After her treatment by the papers, after an off-the-record agreement was broken, she shares Trump’s sentiment that speaking to the press is like “going to see the wolves.”

“Reporters claim that all they are interested in is telling the truth. Give me a break. They write their story first, act as judge and jury, and worry about the truth later,” she writes early in the book. “When they make a mistake, which is too often the case, good luck getting them to admit it.”

Some of this seems born out of her negative experience with the press. Much of it also seems to stem from real adoration for the president whom she saw “as a father figure,” someone who “was very kind and thoughtful and took care of me, just like my own dad.” During drives home from the White House, she would mix it up with the occasionally critical cab driver, telling them that Trump was “doing a great job” and that “I love him!” And after her indiscretion at dinner, when on the phone apologizing to Trump, she recalls how she told the president that “I loved him and his family.”

The affection was reciprocal. After her dismissal, she apologized to numerous members of the first family. Some responded. Jared Kushner, the president’s son-in-law and top adviser, told her, “We forgive you, and I’m a big believer in second chances.” He did his best to help her land on her feet, she writes, even arranging a meeting for her with an executive at Louis Vuitton. Others did not. She sent a text message to the youngest daughter of the president: “I am so sorry. I hope one day you can forgive me,” she wrote. Tiffany did not respond. Westerhourt doesn’t blame her.

The gig at the luxury fashion conglomerate ended up not being right for Westerhout. Besides, she is busy on a book tour with a double purpose. She seems intent on doing that thing that most in D.C. find hardest: apologizing.

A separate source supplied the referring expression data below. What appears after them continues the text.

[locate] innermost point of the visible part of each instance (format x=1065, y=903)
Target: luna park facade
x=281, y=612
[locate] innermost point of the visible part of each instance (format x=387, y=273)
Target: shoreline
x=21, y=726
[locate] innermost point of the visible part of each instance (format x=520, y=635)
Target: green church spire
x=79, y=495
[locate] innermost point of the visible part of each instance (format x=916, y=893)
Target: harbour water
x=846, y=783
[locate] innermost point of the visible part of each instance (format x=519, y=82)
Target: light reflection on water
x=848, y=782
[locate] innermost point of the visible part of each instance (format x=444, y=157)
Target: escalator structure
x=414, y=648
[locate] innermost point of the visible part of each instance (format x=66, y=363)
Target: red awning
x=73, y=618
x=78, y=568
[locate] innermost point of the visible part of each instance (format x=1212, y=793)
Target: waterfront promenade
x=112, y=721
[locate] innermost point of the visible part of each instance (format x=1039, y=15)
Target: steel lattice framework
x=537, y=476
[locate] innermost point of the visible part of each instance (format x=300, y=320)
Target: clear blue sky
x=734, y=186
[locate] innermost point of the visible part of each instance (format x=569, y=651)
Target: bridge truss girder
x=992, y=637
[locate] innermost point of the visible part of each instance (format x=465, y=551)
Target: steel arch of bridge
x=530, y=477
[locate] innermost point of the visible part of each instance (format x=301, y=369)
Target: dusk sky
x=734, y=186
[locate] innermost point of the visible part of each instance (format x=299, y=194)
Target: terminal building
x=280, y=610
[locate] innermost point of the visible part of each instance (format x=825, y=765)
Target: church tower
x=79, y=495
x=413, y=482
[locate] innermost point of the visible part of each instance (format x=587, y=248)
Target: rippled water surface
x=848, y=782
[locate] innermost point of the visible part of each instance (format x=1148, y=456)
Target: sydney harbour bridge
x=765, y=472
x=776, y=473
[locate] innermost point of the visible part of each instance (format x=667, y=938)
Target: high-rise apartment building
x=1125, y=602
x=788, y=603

The cynical evaluation is that she wants to get back on the inside, a suggestion that she strongly rejects. “I have no expectations to go back, and I hope to be an advocate for him on the outside.” But what if he asked? “If the president called and asked me to serve, you know, of course you say yes.”

Trump may not have time. A second term is anything but guaranteed. But Westerhout has still achieved a rare accomplishment. In the second tweet, Trump called her “a very smart and already wise young woman.” The wisdom was writing a book without criticism. The reward, returning to his good graces.